Who's excited about the new Government Accountability Office's auditor's report on the federal government's long-term fiscal outlook? If you just shouted yes, you may be the White House's "Director of Progressive Media & Online Response (since May 2011)," Jesse Lee, who issued the following Tweet from his official, no-kidding, confirmed White House Twitter account earlier today:
Sorry, White House Social Media Guy, all this tells us is that if the (probably imaginary) savings in the health law don't pay off, we're scheduled to rack up a mountain of debt. There's always been good reason to be skeptical of those savings, however, and the report provides no new reason to think that we'll actually see any of the law's alleged savings.
If anything, the GAO report confirms the Congressional Budget Office's uncertainty—one might even say pessimism—about the likelihood of the law's savings paying off.
Although the GAO's report says that "several provisions of PPACA were designed to control the growth of health care costs," it also notes the existence of "significant uncertainties surrounding the growth of health care costs" and cautions that Medicare's "Trustees, CBO, and the CMS Actuary have expressed concerns about the sustainability of certain health care cost-control measures over the long term." There are other concerns as well:
[The Trustees, CBO, and Medicare's actuary] have also questioned whether a provision in PPACA that would restrain spending growth by reducing the payment rates for certain Medicare services based on productivity gains observed throughout the economy is sustainable over the long term. According to CMS, health care productivity gains have historically been small, and may be difficult to achieve in the future due to several factors, including the labor intensive nature of the industry and the individual customization of treatments in many cases.
As a result of these concerns, the GAO, like CBO before it, drew up an alternative fiscal scenario in which the laws cost controls don't pay off. The results are not exactly something to tweet about. According to the report, under this second scenario, "spending on health care grows much more rapidly under this more pessimistic set of assumptions."

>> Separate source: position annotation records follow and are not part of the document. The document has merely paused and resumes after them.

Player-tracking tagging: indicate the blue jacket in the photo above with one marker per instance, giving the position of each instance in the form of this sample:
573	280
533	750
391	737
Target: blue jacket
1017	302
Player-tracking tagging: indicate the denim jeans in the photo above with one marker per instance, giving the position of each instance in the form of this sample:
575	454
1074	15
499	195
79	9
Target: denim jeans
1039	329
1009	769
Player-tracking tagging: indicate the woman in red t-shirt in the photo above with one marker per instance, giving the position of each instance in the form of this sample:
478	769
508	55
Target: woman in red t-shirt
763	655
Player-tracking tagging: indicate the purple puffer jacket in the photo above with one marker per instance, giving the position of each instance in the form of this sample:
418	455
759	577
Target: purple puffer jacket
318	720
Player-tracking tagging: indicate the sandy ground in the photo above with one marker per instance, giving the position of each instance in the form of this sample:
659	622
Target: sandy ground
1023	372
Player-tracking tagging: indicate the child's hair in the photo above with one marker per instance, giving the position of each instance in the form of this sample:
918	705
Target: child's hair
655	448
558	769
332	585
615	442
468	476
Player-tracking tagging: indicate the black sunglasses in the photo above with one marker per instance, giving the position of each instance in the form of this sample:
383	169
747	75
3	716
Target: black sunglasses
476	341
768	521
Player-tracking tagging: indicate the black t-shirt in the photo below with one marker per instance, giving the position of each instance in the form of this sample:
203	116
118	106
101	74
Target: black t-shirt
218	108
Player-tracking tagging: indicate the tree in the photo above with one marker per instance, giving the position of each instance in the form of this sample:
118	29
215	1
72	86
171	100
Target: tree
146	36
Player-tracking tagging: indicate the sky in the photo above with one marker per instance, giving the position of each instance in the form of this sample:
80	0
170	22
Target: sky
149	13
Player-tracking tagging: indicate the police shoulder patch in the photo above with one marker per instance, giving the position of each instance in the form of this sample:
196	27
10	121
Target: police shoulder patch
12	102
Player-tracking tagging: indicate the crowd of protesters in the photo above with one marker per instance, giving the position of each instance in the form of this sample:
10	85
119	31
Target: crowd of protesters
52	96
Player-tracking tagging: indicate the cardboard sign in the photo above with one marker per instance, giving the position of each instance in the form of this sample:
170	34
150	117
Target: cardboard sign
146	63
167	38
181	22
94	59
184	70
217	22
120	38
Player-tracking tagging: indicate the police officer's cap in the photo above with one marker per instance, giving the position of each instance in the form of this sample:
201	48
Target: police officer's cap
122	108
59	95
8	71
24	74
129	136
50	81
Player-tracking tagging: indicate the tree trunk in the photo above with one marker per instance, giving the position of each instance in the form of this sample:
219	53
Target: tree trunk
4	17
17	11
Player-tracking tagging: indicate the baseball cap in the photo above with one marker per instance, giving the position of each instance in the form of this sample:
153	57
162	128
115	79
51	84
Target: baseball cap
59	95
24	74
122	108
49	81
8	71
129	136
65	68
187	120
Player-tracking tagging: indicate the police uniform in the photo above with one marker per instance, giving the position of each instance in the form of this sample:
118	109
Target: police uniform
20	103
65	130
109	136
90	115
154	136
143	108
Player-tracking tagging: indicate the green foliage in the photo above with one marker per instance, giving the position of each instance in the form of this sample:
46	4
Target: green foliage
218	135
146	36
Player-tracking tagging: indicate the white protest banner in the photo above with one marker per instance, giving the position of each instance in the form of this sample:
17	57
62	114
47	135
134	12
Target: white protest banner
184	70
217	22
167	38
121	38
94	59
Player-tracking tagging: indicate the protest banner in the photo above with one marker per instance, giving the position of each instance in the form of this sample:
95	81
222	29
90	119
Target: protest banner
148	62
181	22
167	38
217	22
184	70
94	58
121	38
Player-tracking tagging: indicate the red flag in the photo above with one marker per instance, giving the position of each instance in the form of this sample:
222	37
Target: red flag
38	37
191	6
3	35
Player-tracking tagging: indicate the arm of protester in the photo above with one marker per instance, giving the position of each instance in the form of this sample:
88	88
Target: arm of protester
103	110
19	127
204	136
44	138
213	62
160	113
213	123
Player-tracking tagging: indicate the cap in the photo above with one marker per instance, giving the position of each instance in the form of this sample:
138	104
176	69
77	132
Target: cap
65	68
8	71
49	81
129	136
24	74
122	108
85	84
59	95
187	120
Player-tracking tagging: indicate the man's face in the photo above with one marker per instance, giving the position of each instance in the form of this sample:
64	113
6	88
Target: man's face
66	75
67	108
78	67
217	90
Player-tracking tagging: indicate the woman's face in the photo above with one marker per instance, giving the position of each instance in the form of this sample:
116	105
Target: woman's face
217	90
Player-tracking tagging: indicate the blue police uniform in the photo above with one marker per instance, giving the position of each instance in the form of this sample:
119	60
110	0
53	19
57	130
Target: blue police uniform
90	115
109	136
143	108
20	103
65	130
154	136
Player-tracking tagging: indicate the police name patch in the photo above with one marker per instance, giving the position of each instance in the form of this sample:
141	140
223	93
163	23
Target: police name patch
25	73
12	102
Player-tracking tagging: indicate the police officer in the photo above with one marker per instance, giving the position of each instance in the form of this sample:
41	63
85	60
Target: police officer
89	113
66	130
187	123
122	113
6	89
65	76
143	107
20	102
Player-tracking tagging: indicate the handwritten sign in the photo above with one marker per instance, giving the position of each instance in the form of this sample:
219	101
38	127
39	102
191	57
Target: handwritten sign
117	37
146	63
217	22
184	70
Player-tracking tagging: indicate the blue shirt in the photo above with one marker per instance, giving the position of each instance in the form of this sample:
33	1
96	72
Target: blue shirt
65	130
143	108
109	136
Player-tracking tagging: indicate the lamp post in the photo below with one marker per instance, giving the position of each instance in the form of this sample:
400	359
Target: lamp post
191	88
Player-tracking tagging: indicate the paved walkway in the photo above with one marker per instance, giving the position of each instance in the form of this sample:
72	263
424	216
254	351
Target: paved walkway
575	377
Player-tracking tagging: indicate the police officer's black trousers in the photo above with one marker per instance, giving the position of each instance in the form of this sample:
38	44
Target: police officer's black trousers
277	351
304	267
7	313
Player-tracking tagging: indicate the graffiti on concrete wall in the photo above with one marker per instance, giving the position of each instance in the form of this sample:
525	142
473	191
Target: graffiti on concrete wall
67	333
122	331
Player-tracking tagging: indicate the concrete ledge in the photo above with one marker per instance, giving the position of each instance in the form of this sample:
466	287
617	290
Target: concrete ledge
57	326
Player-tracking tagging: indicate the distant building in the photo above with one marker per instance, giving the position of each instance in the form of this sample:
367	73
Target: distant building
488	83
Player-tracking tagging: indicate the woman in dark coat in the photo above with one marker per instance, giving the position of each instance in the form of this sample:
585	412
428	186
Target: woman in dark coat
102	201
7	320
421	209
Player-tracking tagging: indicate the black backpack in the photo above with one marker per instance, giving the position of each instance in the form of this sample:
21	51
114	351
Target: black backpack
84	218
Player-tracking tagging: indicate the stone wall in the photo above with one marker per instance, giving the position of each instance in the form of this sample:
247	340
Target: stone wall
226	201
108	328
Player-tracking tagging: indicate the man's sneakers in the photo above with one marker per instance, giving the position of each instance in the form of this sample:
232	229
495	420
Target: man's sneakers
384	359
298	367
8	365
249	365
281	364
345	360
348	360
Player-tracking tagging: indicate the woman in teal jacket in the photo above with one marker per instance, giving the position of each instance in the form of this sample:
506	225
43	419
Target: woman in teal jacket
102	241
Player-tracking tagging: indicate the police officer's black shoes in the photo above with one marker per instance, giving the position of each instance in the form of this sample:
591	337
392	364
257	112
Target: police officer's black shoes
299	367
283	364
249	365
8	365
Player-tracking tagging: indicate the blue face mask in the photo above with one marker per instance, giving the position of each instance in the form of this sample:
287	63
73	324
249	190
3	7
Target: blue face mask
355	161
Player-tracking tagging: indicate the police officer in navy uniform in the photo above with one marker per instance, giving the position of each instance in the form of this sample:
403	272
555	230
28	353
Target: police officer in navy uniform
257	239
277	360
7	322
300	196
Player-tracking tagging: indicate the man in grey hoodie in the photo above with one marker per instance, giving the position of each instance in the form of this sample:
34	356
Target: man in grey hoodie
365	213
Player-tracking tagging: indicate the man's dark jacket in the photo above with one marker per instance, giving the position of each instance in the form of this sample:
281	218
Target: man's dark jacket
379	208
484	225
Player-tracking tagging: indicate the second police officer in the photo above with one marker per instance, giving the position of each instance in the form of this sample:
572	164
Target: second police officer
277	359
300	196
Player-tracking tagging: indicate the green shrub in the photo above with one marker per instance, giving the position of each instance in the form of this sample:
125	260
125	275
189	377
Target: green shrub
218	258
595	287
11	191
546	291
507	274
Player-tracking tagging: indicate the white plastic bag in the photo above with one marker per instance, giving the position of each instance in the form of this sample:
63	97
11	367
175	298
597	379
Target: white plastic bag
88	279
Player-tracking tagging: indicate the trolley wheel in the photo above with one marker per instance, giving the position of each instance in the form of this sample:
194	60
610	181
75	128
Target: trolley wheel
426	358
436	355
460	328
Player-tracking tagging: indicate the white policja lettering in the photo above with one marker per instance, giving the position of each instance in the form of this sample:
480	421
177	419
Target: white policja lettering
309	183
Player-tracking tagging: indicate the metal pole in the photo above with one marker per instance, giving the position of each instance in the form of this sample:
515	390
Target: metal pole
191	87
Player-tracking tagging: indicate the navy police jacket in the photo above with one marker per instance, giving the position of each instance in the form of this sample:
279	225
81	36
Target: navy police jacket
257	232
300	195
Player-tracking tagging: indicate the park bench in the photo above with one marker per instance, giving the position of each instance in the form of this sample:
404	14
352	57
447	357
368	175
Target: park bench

Like the CBO, the GAO does not take an official position on whether the pessimistic scenario is more or less likely than the one that assumes the savings will pay off. But the CBO's alternative scenarios are widely though not universally understood to be more realistic. And the fact that the GAO also felt it necessary to include a separate projection with these warnings and the projections to match suggests that, at minimum, it thinks the savings are far from guaranteed.
As Lee's the #conspiracyoffacts hashtag in Lee's Tweet makes clear, the White House likes to portray these potential future savings as facts we can be certain of. They're not. They're projections based on a set of assumptions—assumptions that the Obama administration gamed in order to produce more favorable numbers, and that every one of the federal government's major independent fiscal authorities, along with the analysts at the International Monetary Fund, have either explicitly warned or strongly implied may not be wholly reliable. If there is a conspiracy of facts here, it is in the administration's determination to ignore them.